5. develop algorithms for conversion of raw 2DMS data into protein sequence information including peakpicking, charge-state determination, isotopic distribution alignment, and develop new algorithms for extraction of the new information in 2DMS data contained in neutral-loss lines and precursor scan lines.
6. develop a web-based data analysis pipeline on the Warwick HPC linux clusters for 2DMS data using these algorithms to convert raw data into pseudo MS/MS scan lines for proteomics database search engines.
7. automate the uploading of the peaklists and sequences to online proteomics databases such as PRIDE.
8. directly compare 2DMS with LC-MS/MS for proteomics.

We have recently developed an exciting new 2-dimensional mass spectrometry (2DMS) technology that can be applied in the area of proteomics, provided the challenges discussed herein are solved.

Economy
The proteomics market is substantial, with the annual market for proteomics equipment alone was >$10 billion in 2013 and is expected to reach >$20 billion by 2018. The total research and development effort using proteomics is far larger as these are fundamental tools that allow industrial and research scientists to detect proteins and protein changes in cells as a response to stimuli such as pharmaceutical treatment, disease, or drought. Furthermore, the recent results from various proteomics conferences (including ASMS, HUPO, and the recent BSPR conference in Reading) show that a series of new and credible biomarkers are being developed based on modern proteomics techniques. Fundamental new technologies, like 2DMS, will have a large, long-term impact.

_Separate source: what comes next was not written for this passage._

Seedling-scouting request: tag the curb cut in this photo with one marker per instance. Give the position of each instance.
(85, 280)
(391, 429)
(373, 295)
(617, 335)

New developments in 2DMS technology, such as those discussed herein, are likely to generate new intellectual property, which can be patented and licensed to commercial agencies such as Bruker UK, Ltd. As it currently exists, the 2DMS technique can already be implemented on any FTICR mass spectrometer, but the bottleneck is in the data processing. The data processing software will clearly also have intellectual property associated with it which can be licensed for further commercial impact.

People:
Economically, this project will train two PDRAs specifically, and those PDRAs will help to train PhD, MSc, and undergraduate project students in the methods of advanced mass spectrometry and proteomics. These trained personnel are a currently limiting resource for the UK bio-pharma, clinical, and medical industries, and they will have a large, long-term impact on that industry. The PDRA's will also be trained in science engagement with the public as part of their outreach activities described in the 'Pathways to Impact' plan.

Science:
Overall, the 2DMS developments proposed herein will improve proteomics, which will improve data quality and analysis for proteomic samples throughout the biochemistry, pharmaceutical, medical, and clinical fields. The ability to know precisely which proteins are present and how they are modified will have a large impact scientifically.

Society:
More specifically, as deliverables for the 'Pathways to Impact Plan', this project will provide a series of software packages and tools for researchers in this area, will provide new teaching materials in mass spectrometry related to 2-dimensional MS techniques, and will generate an internet video of the experiment and technique to help train the next generation of students. Additionally, we will collaborate with our industrial partners to support CASE and other industrially funded PhD students to train those students on samples of interest to our partners, and thereby get those same partners interested and integrated into using these advanced mass spectrometry techniques.

Finally, the ultimate benefit of this research is that it will generate better instruments and methods to generate better proteomic data. This will lead on to better understanding of the underlying causes of aging, health, and disease. That understanding will lead to improved healthcare, diet, and disease treatment which will result in longer, healthier lives.